Wenn die nicht-Opioiden Medikamente keine Wirkung zeigen, sollten Opioide wie Morphin in Form von Tabletten, Tropfen, Patches usw. verwendet werden. Ihr Arzt ist der bessere Ansprechpartner, um Ihnen genauere Details zu den verschiedenen Darreichungsformen der Medikamente und den entsprechenden Wirkungen dieser Behandlungen zu geben. Opioide sind vergleichbar mit natürlichen Substanzen (Endorphinen), die vom Körper produziert werden, um Schmerzen zu lindern.

Externe Medikamentenabgabe

Bei den externen Medikamentenpumpen wird das Opioid über einen Schlauch in eine Vene (intravenöse Medikamentengabe) oder in den Epiduralraum der Wirbelsäule verabreicht.

Implantierbare Schmerzpumpe (System zur intrathekalen Abgabe)

Wenn mit Ihrer oral verabreichten Behandlung keine wirksame Linderung Ihrer Krebsschmerzen mehr erzielt werden kann oder wenn lästige Nebenwirkungen auftreten, kann Ihr Arzt Ihnen vorschlagen, eine implantierbare Schmerzpumpe zu verwenden.

Eine implantierbare Pumpe wird im Bauchbereich unter der Haut eingesetzt.
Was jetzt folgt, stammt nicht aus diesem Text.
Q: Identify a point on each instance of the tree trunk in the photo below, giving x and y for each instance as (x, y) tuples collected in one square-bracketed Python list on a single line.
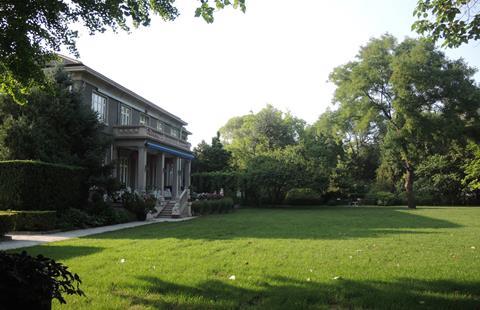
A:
[(409, 187)]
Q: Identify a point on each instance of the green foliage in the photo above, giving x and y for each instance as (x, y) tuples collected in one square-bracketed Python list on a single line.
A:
[(32, 282), (34, 220), (254, 135), (34, 185), (206, 206), (209, 158), (381, 198), (410, 94), (472, 168), (209, 182), (454, 21), (75, 218), (303, 196), (6, 223), (38, 29), (138, 205), (56, 126)]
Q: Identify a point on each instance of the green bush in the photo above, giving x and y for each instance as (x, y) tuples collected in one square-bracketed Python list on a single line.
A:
[(75, 218), (34, 220), (303, 196), (6, 223), (204, 207), (34, 185), (209, 182), (32, 282), (138, 205), (383, 198)]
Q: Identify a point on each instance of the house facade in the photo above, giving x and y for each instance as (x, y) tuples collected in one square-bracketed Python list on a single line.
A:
[(150, 149)]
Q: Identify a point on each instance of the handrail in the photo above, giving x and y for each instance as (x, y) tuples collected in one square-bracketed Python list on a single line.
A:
[(182, 206)]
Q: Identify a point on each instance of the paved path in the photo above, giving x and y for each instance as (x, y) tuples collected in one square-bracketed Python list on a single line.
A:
[(21, 241)]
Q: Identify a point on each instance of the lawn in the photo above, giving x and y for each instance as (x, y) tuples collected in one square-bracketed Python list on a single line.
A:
[(363, 257)]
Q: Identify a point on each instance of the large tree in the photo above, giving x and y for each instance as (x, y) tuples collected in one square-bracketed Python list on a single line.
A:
[(419, 96), (211, 157), (31, 31), (255, 134), (454, 21)]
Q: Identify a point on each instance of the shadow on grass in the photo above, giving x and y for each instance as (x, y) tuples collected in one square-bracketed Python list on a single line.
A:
[(286, 293), (61, 252), (323, 223)]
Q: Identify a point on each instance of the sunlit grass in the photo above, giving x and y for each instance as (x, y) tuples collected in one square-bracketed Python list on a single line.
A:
[(307, 258)]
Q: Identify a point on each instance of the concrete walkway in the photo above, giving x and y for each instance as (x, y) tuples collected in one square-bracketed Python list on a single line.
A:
[(22, 240)]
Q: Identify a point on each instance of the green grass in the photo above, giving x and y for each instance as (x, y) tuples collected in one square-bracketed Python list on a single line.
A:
[(385, 258)]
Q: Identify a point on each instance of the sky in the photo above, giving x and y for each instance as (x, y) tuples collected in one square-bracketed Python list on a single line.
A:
[(279, 52)]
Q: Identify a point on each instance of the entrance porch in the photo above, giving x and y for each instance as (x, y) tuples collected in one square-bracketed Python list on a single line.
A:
[(152, 167)]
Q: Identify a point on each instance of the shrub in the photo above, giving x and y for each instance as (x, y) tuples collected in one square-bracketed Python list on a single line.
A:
[(204, 207), (303, 196), (75, 218), (6, 223), (32, 282), (34, 220), (138, 205), (34, 185)]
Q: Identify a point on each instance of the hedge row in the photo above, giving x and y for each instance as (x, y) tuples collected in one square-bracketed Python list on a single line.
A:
[(34, 185), (29, 220), (203, 207)]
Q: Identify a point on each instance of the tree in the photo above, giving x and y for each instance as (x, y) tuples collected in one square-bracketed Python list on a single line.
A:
[(421, 97), (455, 21), (31, 31), (55, 127), (210, 158), (254, 134)]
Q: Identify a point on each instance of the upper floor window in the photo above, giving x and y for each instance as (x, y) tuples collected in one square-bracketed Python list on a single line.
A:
[(99, 105), (159, 126), (125, 115), (175, 132), (144, 120)]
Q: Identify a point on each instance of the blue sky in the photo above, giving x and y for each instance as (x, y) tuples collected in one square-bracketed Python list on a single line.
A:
[(279, 52)]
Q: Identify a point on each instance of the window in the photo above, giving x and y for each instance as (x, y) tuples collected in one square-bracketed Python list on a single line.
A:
[(99, 105), (144, 120), (123, 171), (159, 126), (125, 115), (175, 132)]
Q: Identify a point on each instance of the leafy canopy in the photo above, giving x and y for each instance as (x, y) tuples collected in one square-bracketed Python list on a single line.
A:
[(31, 31), (454, 21)]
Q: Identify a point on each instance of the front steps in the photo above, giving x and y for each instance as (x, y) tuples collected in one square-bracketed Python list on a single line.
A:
[(167, 211)]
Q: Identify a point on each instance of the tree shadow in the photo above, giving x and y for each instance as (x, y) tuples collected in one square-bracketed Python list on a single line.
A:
[(324, 223), (61, 252), (285, 293)]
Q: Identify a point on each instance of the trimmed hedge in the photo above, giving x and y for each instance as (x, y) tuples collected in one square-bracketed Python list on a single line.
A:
[(35, 185), (203, 207), (31, 220), (6, 223), (303, 196), (208, 182)]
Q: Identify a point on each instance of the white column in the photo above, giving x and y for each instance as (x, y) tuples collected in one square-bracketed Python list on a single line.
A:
[(114, 159), (160, 173), (188, 168), (175, 189), (141, 167)]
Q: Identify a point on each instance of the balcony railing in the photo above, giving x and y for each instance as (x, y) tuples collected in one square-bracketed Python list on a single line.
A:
[(143, 132)]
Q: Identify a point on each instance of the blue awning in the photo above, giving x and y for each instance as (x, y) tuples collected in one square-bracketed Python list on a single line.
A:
[(170, 150)]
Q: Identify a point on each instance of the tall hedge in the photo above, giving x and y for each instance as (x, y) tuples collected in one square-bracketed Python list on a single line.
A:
[(34, 185), (208, 182)]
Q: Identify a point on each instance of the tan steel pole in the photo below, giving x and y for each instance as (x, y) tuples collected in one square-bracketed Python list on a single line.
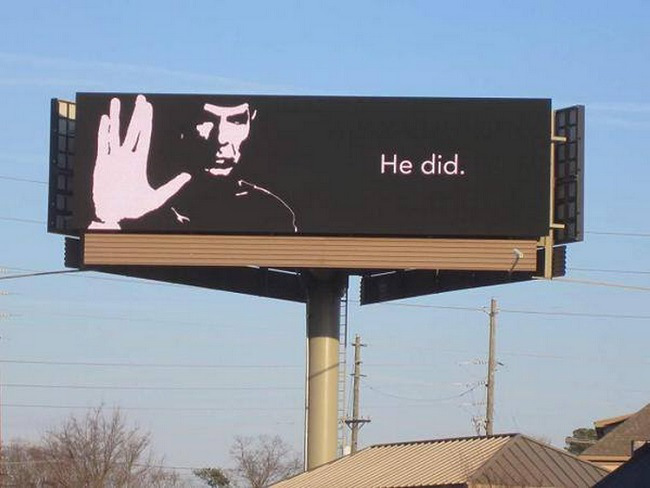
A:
[(324, 292), (489, 415)]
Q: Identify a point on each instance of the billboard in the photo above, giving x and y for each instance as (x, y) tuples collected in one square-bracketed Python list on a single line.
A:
[(330, 166)]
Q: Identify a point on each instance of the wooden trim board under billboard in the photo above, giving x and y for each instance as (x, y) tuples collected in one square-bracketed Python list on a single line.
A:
[(310, 252)]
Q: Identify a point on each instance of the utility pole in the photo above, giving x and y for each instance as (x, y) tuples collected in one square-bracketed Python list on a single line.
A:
[(489, 411), (356, 422)]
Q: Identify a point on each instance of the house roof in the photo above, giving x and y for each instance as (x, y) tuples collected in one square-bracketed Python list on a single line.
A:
[(506, 460), (633, 474), (612, 420), (618, 441)]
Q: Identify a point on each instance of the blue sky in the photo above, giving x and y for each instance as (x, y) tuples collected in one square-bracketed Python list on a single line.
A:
[(560, 371)]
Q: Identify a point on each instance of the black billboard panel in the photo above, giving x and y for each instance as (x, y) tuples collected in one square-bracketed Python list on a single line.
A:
[(570, 174), (313, 165), (60, 218)]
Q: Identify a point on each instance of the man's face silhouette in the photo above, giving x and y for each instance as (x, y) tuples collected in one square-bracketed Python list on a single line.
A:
[(225, 129)]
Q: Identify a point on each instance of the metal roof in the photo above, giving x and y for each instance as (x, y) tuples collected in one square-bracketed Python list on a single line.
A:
[(633, 474), (618, 442), (506, 460)]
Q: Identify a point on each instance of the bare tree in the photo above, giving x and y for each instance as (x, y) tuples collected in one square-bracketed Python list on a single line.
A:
[(262, 460), (95, 451), (22, 465)]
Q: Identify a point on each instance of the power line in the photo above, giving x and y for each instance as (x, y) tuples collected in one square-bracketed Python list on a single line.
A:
[(150, 365), (149, 388), (25, 221), (86, 276), (426, 400), (576, 314), (161, 409), (617, 233), (39, 273), (617, 271), (22, 180), (604, 283)]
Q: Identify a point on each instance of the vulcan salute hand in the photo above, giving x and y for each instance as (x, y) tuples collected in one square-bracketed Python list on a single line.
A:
[(121, 189)]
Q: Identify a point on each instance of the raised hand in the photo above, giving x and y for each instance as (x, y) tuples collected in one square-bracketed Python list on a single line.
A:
[(121, 189)]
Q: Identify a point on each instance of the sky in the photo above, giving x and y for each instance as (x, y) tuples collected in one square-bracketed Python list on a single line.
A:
[(197, 367)]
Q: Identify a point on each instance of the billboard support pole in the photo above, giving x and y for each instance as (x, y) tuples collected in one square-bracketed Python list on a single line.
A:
[(324, 291)]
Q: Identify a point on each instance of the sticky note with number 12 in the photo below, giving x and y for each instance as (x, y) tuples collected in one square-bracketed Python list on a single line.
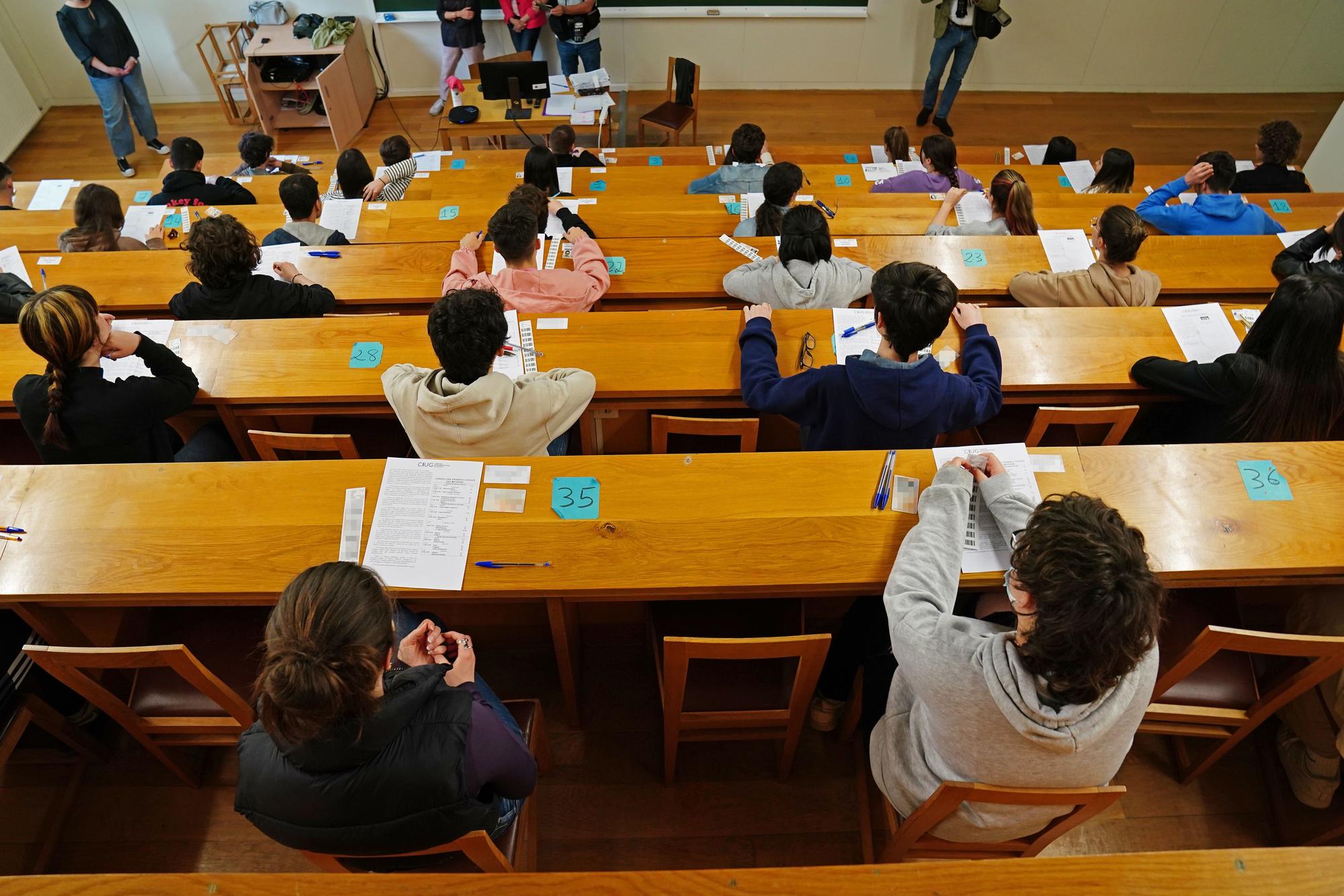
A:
[(576, 498)]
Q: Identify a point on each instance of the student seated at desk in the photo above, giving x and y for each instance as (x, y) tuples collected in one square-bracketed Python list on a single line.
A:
[(467, 409), (99, 221), (1114, 280), (1011, 210), (743, 171), (75, 416), (566, 154), (1284, 385), (939, 156), (1052, 702), (224, 256), (1216, 212), (255, 147), (804, 275), (521, 284), (369, 738), (892, 398), (299, 194), (1276, 148), (783, 183), (186, 186)]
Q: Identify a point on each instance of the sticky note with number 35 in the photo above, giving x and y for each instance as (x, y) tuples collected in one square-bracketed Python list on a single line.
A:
[(1264, 483), (576, 498)]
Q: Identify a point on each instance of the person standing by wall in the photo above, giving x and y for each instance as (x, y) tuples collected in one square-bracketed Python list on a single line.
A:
[(104, 45), (955, 38)]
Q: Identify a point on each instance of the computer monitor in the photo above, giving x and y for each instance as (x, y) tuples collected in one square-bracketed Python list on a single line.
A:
[(515, 81)]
Die Schmerzmittel werden über einen dünnen und flexiblen Katheter bis zum Raum um das Rückenmark, den sogenannten intrathekalen Raum (oder Liquorraum), weitergeleitet. Da die Schmerzmittel direkt an den Wirkort verabreicht werden, ist es möglich, die Schmerzen wirksam zu bekämpfen, und zwar mit einem Bruchteil der Dosis, die bei den anderen Behandlungen verwendet wird. 1-3

Neurolytische Nervenblockaden

Neurolytische Nervenblockaden bestehen in direkten Injektionen in bestimmte Nerven, um sie auszuschalten oder daran zu hindern, Schmerzmeldungen auszusenden.

Da diese Liste nicht erschöpfend ist, empfehlen wir Ihnen, die verschiedenen Optionen mit Ihrem Arzt zu besprechen.

Referenzen

1

Onofrio BM, Yaksh TL. Long-Term Pain Relief Produced by Intrathecal Infusion in 53 Patients. J Neurosurg 1990; 72: 200-209.

2

Lamer TJ. Treatment of Cancer-Related Pain: When Orally Administered Medications Fail.
Mayo Clin Proc 1994; 69:473-480.

3

Portenoy RK. Management of Common Opioid Side Effects During Long-Term Therapy of Cancer Pain. Ann Acad Med 1994; 23:160-170.

Die Informationen auf dieser Seite ersetzen nicht das persönliche Gespräch mit Ihrem Arzt. Sprechen Sie immer auch mit Ihrem Arzt, wenn es um Diagnose und Behandlung geht.